Forum Stats

  • 3,873,424 Users
  • 2,266,570 Discussions
  • 7,911,532 Comments

Discussions

Solaris 11.3.19.5.0 got hung and Not able to generate Crash Dump in X4170 Server.

adahiya
adahiya Member Posts: 21
edited Nov 9, 2017 8:46AM in Solaris on x86

Hi Team,

We are having Solaris 11.3.19.5.0 running in X4170 server, It always got hung in 15 days and there is no deviation appear at ILOM level but we were not able to login or ping server from network.

After a reboot everything is fine and there was no hung messages appeared in message file. Now customer wants RCA for multiple hung, we tried with NMI signal but crash dump was not generated and Solaris didn't panic.

After reboot server perfectly worked and there was no performance issue.

Is there any way to manually generate crash dump in X-86 servers or any bug hit in Solaris 11.3.19.5.0?

[email protected]:~# pkg info entire

             Name: entire

          Summary: entire incorporation including Support Repository Update (Oracle Solaris 11.3.19.5.0).

      Description: This package constrains system package versions to the same

                   build.  WARNING: Proper system update and correct package

                   selection depend on the presence of this incorporation.

                   Removing this package will result in an unsupported system.

                   For more information see:

                   https://support.oracle.com/rs?type=doc&id=2045311.1

         Category: Meta Packages/Incorporations

            State: Installed

        Publisher: solaris

          Version: 0.5.11 (Oracle Solaris 11.3.19.5.0)

    Build Release: 5.11

           Branch: 0.175.3.19.0.5.0

   Packaging Date: Fri Apr 07 23:19:31 2017

             Size: 5.46 kB

             FMRI: pkg://solaris/[email protected],5.11-0.175.3.19.0.5.0:20170407T231931Z

[email protected]:~#

[email protected]:~# fmadm faulty

--------------- ------------------------------------  -------------- ---------

TIME            EVENT-ID                              MSG-ID         SEVERITY

--------------- ------------------------------------  -------------- ---------

Oct 28 13:24:42 5c058aff-82df-4b4d-b2dd-d14564f6f81f  USB-8000-80    Major   

Problem Status    : open

Diag Engine       : eft / 1.16

System

    Manufacturer  : unknown

    Name          : unknown

    Part_Number   : unknown

    Serial_Number : unknown

System Component

    Manufacturer  : SUN MICROSYSTEMS

    Name          : SUN FIRE X4170 SERVER         

    Part_Number   : 4442481-2            

    Serial_Number : 0935XF5054           

    Host_ID       : 000c169c

----------------------------------------

Suspect 1 of 1 :

   Problem class : fault.io.usb.dur

   Certainty   : 100%

   Affects     : dev:////[email protected],0/pci108e,[email protected],7/[email protected]

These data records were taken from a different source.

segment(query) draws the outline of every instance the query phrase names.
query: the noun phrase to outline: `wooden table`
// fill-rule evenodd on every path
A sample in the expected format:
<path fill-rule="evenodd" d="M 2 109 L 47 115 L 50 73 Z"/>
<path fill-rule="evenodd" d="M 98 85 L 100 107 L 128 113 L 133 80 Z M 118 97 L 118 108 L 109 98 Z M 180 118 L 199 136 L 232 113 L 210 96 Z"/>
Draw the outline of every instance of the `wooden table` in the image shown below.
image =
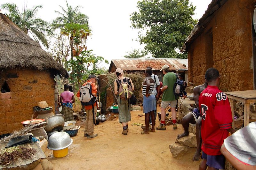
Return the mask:
<path fill-rule="evenodd" d="M 228 92 L 225 92 L 225 93 L 229 99 L 231 110 L 232 111 L 232 115 L 233 115 L 232 127 L 234 128 L 235 127 L 235 122 L 234 119 L 234 104 L 233 101 L 234 100 L 243 102 L 244 104 L 244 126 L 245 126 L 248 125 L 250 121 L 250 103 L 256 103 L 256 90 Z"/>

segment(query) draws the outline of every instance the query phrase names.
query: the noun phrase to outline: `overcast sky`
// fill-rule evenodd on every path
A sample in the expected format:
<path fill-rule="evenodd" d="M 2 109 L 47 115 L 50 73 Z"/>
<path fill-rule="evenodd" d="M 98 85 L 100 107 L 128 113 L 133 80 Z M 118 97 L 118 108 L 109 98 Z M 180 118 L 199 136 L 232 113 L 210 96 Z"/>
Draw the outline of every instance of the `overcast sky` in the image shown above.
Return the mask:
<path fill-rule="evenodd" d="M 81 12 L 89 17 L 89 24 L 92 35 L 88 38 L 88 49 L 92 49 L 93 53 L 107 59 L 109 64 L 113 59 L 124 58 L 126 52 L 134 49 L 143 49 L 138 40 L 138 30 L 130 27 L 129 15 L 137 11 L 138 0 L 67 0 L 69 5 L 75 7 L 81 7 Z M 207 9 L 211 0 L 190 0 L 196 6 L 194 18 L 200 19 Z M 58 16 L 54 11 L 61 11 L 59 5 L 66 8 L 64 0 L 26 0 L 29 8 L 42 4 L 37 16 L 50 22 Z M 6 3 L 15 4 L 21 10 L 24 1 L 21 0 L 1 0 L 0 4 Z M 4 10 L 4 12 L 6 12 Z M 109 64 L 102 65 L 108 69 Z"/>

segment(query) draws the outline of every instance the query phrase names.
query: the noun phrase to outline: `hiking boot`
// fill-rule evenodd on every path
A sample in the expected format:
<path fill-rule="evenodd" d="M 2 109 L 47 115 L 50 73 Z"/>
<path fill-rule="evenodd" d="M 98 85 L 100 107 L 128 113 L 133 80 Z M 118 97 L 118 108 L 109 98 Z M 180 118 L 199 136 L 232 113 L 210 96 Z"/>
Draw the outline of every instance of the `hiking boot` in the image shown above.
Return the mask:
<path fill-rule="evenodd" d="M 165 126 L 164 124 L 160 123 L 159 126 L 156 128 L 156 129 L 157 130 L 165 130 L 166 128 L 165 128 Z"/>
<path fill-rule="evenodd" d="M 122 134 L 123 134 L 123 135 L 127 135 L 127 129 L 123 130 L 123 131 L 122 132 Z"/>
<path fill-rule="evenodd" d="M 87 134 L 87 138 L 91 138 L 91 137 L 95 137 L 98 136 L 98 134 L 97 133 L 93 134 L 92 135 Z"/>
<path fill-rule="evenodd" d="M 177 124 L 176 123 L 172 123 L 173 129 L 177 129 Z"/>

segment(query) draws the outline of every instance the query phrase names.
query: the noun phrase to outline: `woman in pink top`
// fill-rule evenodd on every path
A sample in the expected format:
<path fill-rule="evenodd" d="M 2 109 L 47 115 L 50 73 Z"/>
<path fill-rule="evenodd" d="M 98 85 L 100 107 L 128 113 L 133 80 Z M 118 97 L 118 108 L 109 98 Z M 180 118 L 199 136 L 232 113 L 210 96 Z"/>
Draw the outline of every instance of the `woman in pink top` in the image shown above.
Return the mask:
<path fill-rule="evenodd" d="M 73 121 L 73 105 L 75 101 L 73 92 L 69 90 L 68 85 L 64 85 L 64 91 L 60 94 L 60 103 L 62 106 L 61 113 L 65 116 L 65 122 Z"/>

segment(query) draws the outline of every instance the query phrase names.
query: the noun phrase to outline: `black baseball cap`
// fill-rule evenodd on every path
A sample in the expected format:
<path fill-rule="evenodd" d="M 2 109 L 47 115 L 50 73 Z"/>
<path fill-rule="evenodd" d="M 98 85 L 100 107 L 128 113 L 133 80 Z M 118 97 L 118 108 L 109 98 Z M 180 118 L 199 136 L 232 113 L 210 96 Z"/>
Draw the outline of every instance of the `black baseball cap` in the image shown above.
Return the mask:
<path fill-rule="evenodd" d="M 96 79 L 97 80 L 99 80 L 99 78 L 98 78 L 96 77 L 96 76 L 95 75 L 95 74 L 91 74 L 90 75 L 89 75 L 89 77 L 88 77 L 88 78 L 96 78 Z"/>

   Status      : faulted but still in service

   Resource

     FMRI             : "hc://:chassis-mfg=ORACLE-CORPORATI:chassis-name=SUN-FIRE-X4170-SERVER:chassis-part=To-Be-Filled-By-O.E.M.:chassis-serial=0935XF5054:fru-part=ff01-046b/motherboard=0/hostbridge=0/usb-bus=3/usbhub=3"

     Manufacturer     : unknown

     Name             : unknown

     Part_Number      : ff01-046b

     Revision         : unknown

     Serial_Number    : unknown

     Chassis

        Manufacturer  : ORACLE-CORPORATI

        Name          : SUN-FIRE-X4170-SERVER

        Part_Number   : To-Be-Filled-By-O.E.M.

        Serial_Number : 0935XF5054

     Status           : faulted but still in service

Description : The USB device detected that the end point returned less data

              than required resulting in a data underrun condition. The

              corresponding driver may not be able to recover from the errors

              automatically.

Response    : Device may have been disabled or may not be fully functional.

Impact      : Loss of services provided by the device instances associated with

              this fault.

Action      : Use 'fmadm faulty' to provide a more detailed view of this event.

              Please refer to the associated reference document at

              http://support.oracle.com/msg/USB-8000-80 for the latest service

              procedures and policies regarding this diagnosis.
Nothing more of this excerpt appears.